Monday, March 16, 2009

Exercise 7j - What Difference Does Design Make

Cassidy Trom's paper most resembles a magazine article in terms of layout and design. It is written as a sort of expose on Generation X and what is often associated with their time of youth. Like a magazine article, it incorporates pictures dispersed throughout for visual interest. Trom also captions the pictures and appropriately credits the sources. She also uses larger and a different style of font both in her title, which adorns every page, and to emphasize certain aspects of the topic and accent her paper, again adding visual interest. For instance, she explains how "artists used their popularity as a stage for their unruly behavior" and the difference in its style from the body text makes the reader stop and look at it for a second longer.

Because it looks like a magazine article, one might have more inclination to read it. Magazines typically cater to specific audiences, in that, they spend money on observing the type of people that buy their magazine so thus, the article must at least have something in it that concerns them. With an essay, the typical reader is more likely to shrug it off as something that was just assigned and written because it had to be.

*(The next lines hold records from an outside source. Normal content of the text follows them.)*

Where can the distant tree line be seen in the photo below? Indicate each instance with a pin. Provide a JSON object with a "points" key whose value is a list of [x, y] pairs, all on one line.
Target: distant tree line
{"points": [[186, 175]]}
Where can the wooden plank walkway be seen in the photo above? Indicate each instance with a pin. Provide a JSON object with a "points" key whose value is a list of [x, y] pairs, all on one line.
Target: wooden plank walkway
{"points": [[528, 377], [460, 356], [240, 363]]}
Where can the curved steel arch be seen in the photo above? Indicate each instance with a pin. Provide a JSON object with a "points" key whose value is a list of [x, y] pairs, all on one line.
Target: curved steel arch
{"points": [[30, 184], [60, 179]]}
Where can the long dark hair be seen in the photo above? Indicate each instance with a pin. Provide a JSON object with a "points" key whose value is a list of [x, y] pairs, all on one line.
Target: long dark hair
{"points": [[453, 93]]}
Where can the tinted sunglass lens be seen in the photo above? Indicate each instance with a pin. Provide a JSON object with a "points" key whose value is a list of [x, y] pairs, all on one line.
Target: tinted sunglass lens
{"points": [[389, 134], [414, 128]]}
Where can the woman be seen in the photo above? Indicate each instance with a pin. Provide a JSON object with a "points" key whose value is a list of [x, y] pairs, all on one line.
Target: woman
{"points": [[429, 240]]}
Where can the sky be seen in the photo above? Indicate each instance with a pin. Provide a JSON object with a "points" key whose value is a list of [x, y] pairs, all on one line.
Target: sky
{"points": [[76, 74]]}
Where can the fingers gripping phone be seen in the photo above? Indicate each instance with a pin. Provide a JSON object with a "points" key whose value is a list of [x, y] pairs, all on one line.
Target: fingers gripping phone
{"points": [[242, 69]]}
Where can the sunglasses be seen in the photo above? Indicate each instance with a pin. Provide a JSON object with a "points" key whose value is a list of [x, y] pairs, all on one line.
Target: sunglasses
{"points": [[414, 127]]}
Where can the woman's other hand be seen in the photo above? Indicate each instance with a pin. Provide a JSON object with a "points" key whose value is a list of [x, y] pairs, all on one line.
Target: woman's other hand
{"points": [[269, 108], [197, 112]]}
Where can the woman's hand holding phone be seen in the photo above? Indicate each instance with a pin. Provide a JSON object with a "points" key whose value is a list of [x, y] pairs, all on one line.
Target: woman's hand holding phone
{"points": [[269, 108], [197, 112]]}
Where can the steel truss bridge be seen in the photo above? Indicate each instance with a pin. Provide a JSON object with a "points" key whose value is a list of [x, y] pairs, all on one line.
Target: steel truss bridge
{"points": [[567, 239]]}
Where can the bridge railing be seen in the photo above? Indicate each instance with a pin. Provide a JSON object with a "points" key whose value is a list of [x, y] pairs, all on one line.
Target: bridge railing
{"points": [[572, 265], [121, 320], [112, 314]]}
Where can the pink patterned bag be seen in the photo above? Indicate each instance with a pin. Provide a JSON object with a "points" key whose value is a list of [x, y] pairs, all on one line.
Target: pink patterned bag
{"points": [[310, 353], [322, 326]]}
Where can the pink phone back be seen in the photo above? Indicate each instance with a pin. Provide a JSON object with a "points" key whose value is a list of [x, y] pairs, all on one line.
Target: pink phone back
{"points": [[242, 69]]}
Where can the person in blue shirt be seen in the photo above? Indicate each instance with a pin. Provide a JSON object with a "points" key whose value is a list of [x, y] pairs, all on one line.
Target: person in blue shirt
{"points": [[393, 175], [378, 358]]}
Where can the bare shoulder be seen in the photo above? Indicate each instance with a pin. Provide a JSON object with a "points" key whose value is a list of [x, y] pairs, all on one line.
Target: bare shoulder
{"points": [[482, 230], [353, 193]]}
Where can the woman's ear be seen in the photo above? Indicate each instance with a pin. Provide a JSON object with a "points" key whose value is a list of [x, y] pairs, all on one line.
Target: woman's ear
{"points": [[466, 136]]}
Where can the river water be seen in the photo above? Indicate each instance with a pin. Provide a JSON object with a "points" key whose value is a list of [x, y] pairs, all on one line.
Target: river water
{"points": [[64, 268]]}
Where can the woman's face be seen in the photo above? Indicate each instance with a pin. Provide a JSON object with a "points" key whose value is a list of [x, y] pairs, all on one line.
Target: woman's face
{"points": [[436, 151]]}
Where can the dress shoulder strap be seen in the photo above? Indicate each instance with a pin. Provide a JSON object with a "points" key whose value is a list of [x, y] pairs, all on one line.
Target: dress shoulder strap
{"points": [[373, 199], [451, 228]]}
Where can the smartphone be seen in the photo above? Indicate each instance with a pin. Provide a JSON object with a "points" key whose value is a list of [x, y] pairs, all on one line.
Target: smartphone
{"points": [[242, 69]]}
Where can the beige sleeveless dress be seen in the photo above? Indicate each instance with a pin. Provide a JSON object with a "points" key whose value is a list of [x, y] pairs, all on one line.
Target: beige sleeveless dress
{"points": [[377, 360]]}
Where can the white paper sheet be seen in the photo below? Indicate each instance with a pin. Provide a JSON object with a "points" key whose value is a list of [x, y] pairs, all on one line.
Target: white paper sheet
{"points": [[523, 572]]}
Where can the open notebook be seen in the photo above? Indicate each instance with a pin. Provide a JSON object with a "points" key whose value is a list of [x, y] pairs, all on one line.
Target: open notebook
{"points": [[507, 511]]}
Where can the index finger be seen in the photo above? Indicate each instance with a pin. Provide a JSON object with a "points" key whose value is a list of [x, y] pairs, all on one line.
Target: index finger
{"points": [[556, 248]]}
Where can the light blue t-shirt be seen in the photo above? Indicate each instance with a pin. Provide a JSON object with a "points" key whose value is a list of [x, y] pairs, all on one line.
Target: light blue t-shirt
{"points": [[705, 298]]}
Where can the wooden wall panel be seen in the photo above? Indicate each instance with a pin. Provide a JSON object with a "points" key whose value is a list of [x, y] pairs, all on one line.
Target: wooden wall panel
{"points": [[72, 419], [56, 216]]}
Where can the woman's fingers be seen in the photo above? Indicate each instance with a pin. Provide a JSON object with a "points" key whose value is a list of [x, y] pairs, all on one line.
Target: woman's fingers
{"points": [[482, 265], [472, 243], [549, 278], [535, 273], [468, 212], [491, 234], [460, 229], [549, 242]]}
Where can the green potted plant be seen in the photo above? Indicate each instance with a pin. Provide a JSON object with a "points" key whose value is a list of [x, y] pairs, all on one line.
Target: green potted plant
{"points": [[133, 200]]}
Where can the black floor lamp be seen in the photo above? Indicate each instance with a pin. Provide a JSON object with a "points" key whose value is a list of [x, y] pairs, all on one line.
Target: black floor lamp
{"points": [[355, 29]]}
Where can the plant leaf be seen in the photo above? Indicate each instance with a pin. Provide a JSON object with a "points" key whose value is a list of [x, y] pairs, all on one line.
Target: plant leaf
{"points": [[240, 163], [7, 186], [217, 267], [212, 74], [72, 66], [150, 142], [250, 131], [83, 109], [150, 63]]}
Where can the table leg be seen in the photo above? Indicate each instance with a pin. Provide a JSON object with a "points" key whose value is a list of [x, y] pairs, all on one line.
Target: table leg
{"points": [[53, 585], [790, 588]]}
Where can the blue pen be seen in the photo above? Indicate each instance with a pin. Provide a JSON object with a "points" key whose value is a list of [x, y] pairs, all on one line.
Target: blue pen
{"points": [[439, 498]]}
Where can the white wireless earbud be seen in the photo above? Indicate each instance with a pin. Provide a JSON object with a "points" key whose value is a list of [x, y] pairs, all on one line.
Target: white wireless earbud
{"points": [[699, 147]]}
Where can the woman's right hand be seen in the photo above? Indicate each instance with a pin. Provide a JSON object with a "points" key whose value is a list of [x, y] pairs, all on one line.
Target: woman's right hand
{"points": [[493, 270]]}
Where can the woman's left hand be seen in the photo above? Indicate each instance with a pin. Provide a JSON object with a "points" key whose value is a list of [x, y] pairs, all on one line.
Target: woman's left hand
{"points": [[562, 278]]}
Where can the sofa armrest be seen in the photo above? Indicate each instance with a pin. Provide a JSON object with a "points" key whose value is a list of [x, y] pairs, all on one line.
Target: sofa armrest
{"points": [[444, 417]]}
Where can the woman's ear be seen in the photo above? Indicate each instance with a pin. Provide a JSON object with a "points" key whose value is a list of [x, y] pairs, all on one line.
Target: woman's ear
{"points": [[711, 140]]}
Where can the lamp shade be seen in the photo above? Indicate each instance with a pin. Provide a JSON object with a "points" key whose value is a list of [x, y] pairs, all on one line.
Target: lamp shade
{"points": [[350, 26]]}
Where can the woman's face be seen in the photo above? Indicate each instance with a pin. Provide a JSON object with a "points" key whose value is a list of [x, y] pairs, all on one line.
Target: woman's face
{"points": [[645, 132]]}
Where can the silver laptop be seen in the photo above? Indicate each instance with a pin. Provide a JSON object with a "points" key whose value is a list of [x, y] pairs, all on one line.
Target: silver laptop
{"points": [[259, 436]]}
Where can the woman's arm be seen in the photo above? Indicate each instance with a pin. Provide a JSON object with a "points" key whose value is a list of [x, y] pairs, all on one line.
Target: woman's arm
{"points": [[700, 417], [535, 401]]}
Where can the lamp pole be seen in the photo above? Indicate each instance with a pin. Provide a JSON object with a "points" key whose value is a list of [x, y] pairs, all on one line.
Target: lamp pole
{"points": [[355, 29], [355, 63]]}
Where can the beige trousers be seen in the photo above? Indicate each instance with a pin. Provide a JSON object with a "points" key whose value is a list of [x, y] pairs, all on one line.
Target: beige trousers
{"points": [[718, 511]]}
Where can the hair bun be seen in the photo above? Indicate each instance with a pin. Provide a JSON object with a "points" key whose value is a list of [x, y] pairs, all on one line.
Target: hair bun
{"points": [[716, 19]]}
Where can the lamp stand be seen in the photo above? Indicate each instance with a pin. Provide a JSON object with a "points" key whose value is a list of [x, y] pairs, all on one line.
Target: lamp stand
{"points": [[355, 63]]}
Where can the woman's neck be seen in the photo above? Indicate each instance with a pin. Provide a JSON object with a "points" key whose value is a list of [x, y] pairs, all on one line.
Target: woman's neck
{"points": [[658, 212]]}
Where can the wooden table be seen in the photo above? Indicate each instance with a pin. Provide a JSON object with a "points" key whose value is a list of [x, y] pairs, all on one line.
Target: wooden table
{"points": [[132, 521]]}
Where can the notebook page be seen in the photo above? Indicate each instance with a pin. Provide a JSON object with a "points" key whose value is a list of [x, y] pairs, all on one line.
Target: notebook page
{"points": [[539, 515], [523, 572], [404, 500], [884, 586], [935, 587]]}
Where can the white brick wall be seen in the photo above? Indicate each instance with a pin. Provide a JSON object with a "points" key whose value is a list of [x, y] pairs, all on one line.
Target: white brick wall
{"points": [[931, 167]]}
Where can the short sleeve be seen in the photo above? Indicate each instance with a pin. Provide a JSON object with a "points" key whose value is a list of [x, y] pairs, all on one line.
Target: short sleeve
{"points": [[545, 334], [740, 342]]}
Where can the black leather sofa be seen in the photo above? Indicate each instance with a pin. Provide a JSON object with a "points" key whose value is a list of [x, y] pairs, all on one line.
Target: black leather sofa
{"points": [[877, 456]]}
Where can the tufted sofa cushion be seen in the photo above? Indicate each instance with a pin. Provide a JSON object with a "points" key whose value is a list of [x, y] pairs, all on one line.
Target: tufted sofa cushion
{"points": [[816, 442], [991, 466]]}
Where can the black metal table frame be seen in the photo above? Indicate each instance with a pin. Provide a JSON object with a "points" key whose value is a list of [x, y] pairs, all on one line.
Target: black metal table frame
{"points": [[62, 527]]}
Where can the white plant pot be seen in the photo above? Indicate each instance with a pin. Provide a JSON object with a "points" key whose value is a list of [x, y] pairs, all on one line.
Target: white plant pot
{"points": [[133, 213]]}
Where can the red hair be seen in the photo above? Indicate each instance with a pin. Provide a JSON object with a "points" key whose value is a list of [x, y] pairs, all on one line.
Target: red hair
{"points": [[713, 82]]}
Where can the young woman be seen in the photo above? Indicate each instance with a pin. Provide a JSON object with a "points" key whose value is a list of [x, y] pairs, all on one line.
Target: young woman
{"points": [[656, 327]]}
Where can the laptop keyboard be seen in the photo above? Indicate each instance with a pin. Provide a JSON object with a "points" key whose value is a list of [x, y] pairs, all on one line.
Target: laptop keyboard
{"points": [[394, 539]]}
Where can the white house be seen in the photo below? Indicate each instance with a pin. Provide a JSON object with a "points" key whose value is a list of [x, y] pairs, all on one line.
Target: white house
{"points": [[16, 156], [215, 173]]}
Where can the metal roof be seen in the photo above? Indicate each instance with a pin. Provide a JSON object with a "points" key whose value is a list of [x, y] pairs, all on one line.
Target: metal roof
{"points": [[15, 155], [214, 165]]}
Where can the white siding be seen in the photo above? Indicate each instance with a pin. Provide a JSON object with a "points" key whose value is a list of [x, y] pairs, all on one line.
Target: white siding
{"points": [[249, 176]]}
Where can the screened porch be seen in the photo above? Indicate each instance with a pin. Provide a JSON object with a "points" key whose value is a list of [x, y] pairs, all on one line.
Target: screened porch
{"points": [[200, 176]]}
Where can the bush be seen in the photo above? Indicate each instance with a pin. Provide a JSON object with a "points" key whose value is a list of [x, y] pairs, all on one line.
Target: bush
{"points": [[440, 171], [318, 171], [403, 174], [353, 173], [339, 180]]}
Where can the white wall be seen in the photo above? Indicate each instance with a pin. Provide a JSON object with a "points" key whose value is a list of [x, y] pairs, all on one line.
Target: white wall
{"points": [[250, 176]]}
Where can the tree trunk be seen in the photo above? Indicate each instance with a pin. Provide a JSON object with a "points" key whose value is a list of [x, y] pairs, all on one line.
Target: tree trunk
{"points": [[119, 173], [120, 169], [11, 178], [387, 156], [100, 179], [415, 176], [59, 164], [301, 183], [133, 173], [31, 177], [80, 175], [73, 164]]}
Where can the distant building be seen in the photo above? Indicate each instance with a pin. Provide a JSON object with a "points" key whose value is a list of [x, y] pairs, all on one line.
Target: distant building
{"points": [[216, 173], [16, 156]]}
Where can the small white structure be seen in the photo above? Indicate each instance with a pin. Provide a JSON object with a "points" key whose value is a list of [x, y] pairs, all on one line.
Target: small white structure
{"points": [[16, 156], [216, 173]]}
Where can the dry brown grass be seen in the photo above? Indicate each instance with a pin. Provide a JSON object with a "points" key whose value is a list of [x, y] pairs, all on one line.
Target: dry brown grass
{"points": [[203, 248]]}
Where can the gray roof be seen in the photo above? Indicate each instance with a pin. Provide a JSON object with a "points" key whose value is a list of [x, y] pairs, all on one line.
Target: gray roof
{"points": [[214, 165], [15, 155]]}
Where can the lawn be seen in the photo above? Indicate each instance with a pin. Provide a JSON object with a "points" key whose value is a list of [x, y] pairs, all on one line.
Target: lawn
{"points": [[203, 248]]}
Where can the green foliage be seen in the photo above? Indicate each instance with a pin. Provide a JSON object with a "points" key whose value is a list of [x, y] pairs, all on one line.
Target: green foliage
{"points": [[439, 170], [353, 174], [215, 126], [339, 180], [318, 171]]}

I feel that because it is laid out in a more appealing way than the ordinary english paper, it would be more likely to be read by someone other than a teacher. Flipping through it, I was glad that it was five pages of text (in differing fonts) and pictures, rather than a straitlaced times new roman five paragraph essay. If reformatted to look more like a typical paper, I think it would lose that initial appeal. It would still be a well written, interesting essay but it would lose that hook of visual appeal that attracts and keeps many readers.